15. Summary Checklist

Step Action
UEFI check cat /sys/firmware/efi/fw_platform_size → 32 or 64
Partition sgdisk: EFI (ef00, 1G) + root (8300, rest of disk)
Format mkfs.fat -F 32 for EFI; mkfs.btrfs for root
btrfs subvolumes @, @home, @snapshots, @log, @pkg, @tmp
Mount options noatime,compress=zstd:3,ssd,discard=async,space_cache=v2
pacstrap Include intel-ucode grub efibootmgr grub-btrfs inotify-tools snapper snap-pac zram-generator
fstab genfstab -U; remove all subvolid= entries
mkinitcpio MODULES (step 8) btrfs only — nvidia modules added later in step 13
mkinitcpio HOOKS Remove kms; keep microcode
GRUB install grub-install --target=x86_64-efi --efi-directory=/boot
GRUB cmdline (step 9) quiet splash only — nvidia params added in step 13
zram /etc/systemd/zram-generator.conf with zram-size = min(ram/2, 16384)
Snapper create-config /; delete snapper’s /.snapshots; remount @snapshots
grub-btrfsd systemctl enable --now grub-btrfsd
Snapper timers snapper-timeline.timer, snapper-cleanup.timer, snapper-boot.timer
btrfs quotas btrfs quota enable /
NVIDIA (step 13) 1. Add nvidia to MODULES; 2. create hook; 3. install drivers; 4. update GRUB cmdline
Intel iGPU mesa vulkan-intel intel-media-driver
Verify microcode journalctl -k --grep=microcode
Verify NVIDIA DRM cat /sys/module/nvidia_drm/parameters/modesetY

16. Key Caveats and Gotchas

  1. subvolid= in fstab — Always remove subvolid= from fstab; keep only subvol=@name.

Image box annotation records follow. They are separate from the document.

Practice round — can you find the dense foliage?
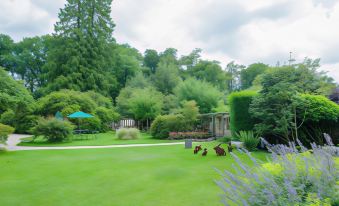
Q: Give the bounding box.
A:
[237,131,260,151]
[228,91,256,136]
[0,68,36,133]
[217,135,339,206]
[250,63,337,143]
[150,114,185,139]
[32,118,74,142]
[36,90,119,131]
[0,0,339,146]
[174,78,222,113]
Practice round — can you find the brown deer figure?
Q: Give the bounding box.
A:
[227,141,233,153]
[194,145,202,154]
[213,144,226,156]
[201,148,207,156]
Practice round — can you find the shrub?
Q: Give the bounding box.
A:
[95,107,120,131]
[228,91,256,136]
[237,131,260,151]
[0,123,14,143]
[117,128,140,140]
[37,90,97,117]
[217,133,339,206]
[32,118,74,142]
[81,117,103,131]
[151,114,184,139]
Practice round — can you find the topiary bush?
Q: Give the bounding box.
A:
[237,131,260,151]
[0,123,14,143]
[32,118,74,142]
[117,128,140,140]
[228,91,257,136]
[151,114,184,139]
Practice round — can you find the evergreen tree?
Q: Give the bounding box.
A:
[42,0,117,98]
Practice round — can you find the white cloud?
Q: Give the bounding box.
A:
[0,0,339,82]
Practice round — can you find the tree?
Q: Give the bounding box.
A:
[0,67,36,132]
[154,60,181,95]
[250,63,338,142]
[0,34,15,74]
[240,63,268,89]
[42,0,118,96]
[111,44,142,95]
[178,100,199,130]
[226,61,245,92]
[128,88,163,129]
[174,78,222,113]
[126,72,151,89]
[143,49,160,74]
[179,48,202,69]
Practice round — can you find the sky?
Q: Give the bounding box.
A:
[0,0,339,83]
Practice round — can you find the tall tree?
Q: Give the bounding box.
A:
[187,60,229,91]
[240,63,268,89]
[45,0,117,96]
[154,59,181,95]
[174,78,222,113]
[226,61,245,92]
[143,49,160,73]
[0,34,15,74]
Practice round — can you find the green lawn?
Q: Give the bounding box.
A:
[0,142,266,206]
[19,132,183,146]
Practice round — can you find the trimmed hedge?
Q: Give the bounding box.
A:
[228,91,257,136]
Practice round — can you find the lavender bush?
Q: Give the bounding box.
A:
[216,134,339,206]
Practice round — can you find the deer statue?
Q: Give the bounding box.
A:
[201,148,207,156]
[213,144,226,156]
[194,145,202,154]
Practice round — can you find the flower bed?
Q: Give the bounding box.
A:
[169,132,211,139]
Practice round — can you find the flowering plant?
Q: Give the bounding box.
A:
[216,134,339,206]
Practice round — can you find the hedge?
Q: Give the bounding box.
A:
[228,91,257,136]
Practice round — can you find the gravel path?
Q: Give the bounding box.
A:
[6,134,184,151]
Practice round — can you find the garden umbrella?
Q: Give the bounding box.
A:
[67,111,94,129]
[55,111,64,120]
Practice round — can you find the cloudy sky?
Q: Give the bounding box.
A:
[0,0,339,83]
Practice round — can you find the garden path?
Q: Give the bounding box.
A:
[6,134,184,151]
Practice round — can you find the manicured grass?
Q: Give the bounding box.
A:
[0,142,266,206]
[19,132,183,146]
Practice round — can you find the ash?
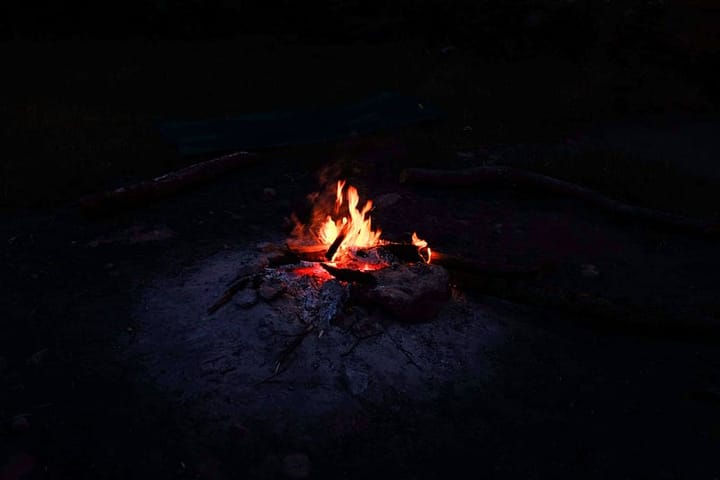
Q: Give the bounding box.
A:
[121,249,507,430]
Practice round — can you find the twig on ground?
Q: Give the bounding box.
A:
[340,331,383,357]
[255,325,316,386]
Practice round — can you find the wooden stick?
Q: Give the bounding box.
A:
[208,274,258,314]
[325,223,350,261]
[79,152,257,217]
[400,166,720,235]
[431,250,547,277]
[320,263,377,285]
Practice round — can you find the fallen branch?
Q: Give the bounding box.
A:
[255,325,316,386]
[400,166,720,235]
[208,274,259,314]
[80,152,257,217]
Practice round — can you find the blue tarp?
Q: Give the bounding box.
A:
[160,92,441,155]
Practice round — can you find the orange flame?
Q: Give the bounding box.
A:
[412,232,432,263]
[293,180,432,270]
[318,180,381,260]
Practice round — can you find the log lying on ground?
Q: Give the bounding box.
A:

Snapshot IDs differ from original subvolume IDs, so rollbacks will fail if subvolid is hardcoded.

  2. Snapper + /.snapshots conflict — Snapper’s create-config creates its own /.snapshots subvolume. Delete it and remount your pre-created @snapshots subvolume (step 12).

  3. mkinitcpio nvidia modules — two-phase setup — Do not add nvidia modules to MODULES=() during the chroot (step 8); the drivers do not exist yet and mkinitcpio -P will fail. Add them in step 13 before running pacman -S nvidia-open. Also remove the kms hook in step 8 to prevent nouveau from loading.

  4. NVIDIA GRUB parameters — add after drivers — Do not add nvidia-drm.modeset=1 or nvidia-drm.fbdev=1 to GRUB_CMDLINE_LINUX_DEFAULT during the chroot (step 9). Add them in step 13 after installing the drivers, then run grub-mkconfig. If you reboot without these parameters set, Wayland may not work but the system will still boot.

  5. NVIDIA driver update hook — The pacman hook at /etc/pacman.d/hooks/nvidia.hook ensures mkinitcpio -P runs on every nvidia or linux package update. Without this, a kernel update can silently break NVIDIA.

  6. grub-btrfs snapshot pathgrub-btrfsd watches /.snapshots by default. If you change the snapshot directory, edit /etc/default/grub-btrfs/config accordingly.

  7. /boot on FAT32 — In this guide, /boot is the EFI partition (FAT32) and kernel images live there. GRUB reads this reliably. Placing /boot inside the btrfs root is possible but more complex.

  8. btrfs RAID — GRUB supports btrfs RAID 0/1/10 but not RAID 5/6. Do not use RAID 5/6 if you intend to boot from btrfs.

  9. snap-pac and quota cleanup — Snapper’s automatic cleanup count limits require btrfs quotas enabled: btrfs quota enable /. There is some overhead on very large filesystems.

  10. zram vs swap partition — With 32 GB RAM, a 16 GB zram device gives generous compressed swap at zero disk cost. The zram-generator requires no service enablement — systemd handles activation at boot via its unit generator.